National Security

Mandarins keeping mum over detainee and asylum debacles

February 12, 2024

Monday 12 February 2024
Geoff Chambers
The Australian

 Home Affairs department secretary Stephanie Foster has refused a Coalition  information request ahead of a border security grilling at a Senate estimates  hearing over the release of dangerous non-citizens and the first onshore  asylum-seeker boat arrival.
 Ahead of key department and Australian Border Force officials appearing at a  Senate estimates hearing on Monday, The Australian can reveal Ms Foster  rebuffed attempts by the Coalition to seek answers on last year's bungled  release of immigration detainees.
 On February 2, opposition home affairs spokesman James Paterson and  opposition legal affairs spokeswoman Michaelia Cash wrote to Ms Foster and  the Attorney-General's Department secretary, Katherine Jones, asking for the  release of information ahead of this week's hearings.

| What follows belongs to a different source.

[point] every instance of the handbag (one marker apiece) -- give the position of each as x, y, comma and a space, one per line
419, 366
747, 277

 Ms Foster, writing on behalf of Ms Jones, responded to the Coalition  frontbenchers on Friday saying they were "not in a position to provide  this information in advance of Senate estimates" and "we look  forward to assisting the committee with its inquiries".

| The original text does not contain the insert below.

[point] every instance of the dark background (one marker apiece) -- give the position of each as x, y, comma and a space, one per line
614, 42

 Ms Foster replaced long-serving inaugural Home Affairs secretary Michael  Pezzullo on November 28 last year.
 The two-page letter from Senator Paterson and Senator Cash requested  timelines and figures from the department chiefs about the release of  immigration detainees in the wake of the High Court's NZYQ decision.
 That decision sparked a chaotic response from the government, which released  148 dangerous non-citizens into the community including some of whom were  later arrested for allegedly reoffending, despite wearing ankle bracelets.  The mass release sparked a significant redirection of police resources across  the country.

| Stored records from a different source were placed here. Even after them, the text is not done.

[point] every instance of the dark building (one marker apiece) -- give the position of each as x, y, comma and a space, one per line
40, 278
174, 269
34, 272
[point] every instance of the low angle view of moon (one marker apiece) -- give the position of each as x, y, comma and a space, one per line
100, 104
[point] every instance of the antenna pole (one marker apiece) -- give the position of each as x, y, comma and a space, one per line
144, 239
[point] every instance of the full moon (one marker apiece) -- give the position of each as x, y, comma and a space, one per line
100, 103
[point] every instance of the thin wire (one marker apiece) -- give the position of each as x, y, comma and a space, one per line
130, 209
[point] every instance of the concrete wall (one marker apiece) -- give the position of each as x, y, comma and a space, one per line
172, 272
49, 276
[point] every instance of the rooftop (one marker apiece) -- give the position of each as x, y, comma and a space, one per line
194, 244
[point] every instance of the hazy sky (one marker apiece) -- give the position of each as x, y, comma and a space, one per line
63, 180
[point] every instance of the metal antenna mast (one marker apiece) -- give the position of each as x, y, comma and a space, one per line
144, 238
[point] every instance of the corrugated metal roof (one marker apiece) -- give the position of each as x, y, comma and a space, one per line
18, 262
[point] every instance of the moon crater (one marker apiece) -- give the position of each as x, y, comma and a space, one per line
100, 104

 The Albanese government fast-tracked legislation through parliament in  December to allow Immigration Minister Andrew Giles to apply to a court for  Community Safety Detention Orders or Community Safety Supervision Orders.
 Senator Paterson and Senator Cash told the department secretaries that if  they could answer their questions ahead of the Senate hearing, it would  assist in making "the most efficient use of limited time".
 They asked for timelines of key dates, including ministerial decisions and  briefings, concerning the conduct of the High Court litigation, approaches to  other countries in relation to the plaintiff's removal from Australia, the  release and granting of visas to detainees and the arrest or redetention of  dangerous noncitizens.
 The Coalition also sought a breakdown of individuals released from  immigration detention, including their offences and convictions; where they  were currently residing; how many were wearing ankle bracelets; how many had  been re-detained; and how many CSDO and CSSO applications had been made and  granted.
 Senator Paterson on Sunday said "it is absolutely routine for senators  to request factual information ahead of Senate estimates and for departments  to provide it".
 "It's extraordinary that the Department of Home Affairs has failed to  comply with this straightforward request, and hasn't even bothered to explain  why.
 "The department should not implicate itself in the Albanese government's  cover-up of its shocking mishandling of the High Court's indefinite detention  decision." Coalition senators will also question ABF officials about the  first asylum-seeker boat to illegally reach Australia in years.
 Some 12 unauthorised maritime arrivals were apprehended on an isolated  stretch of the West Australian Kimberley coastline in November last year.
 They were transferred to Nauru within 41 hours.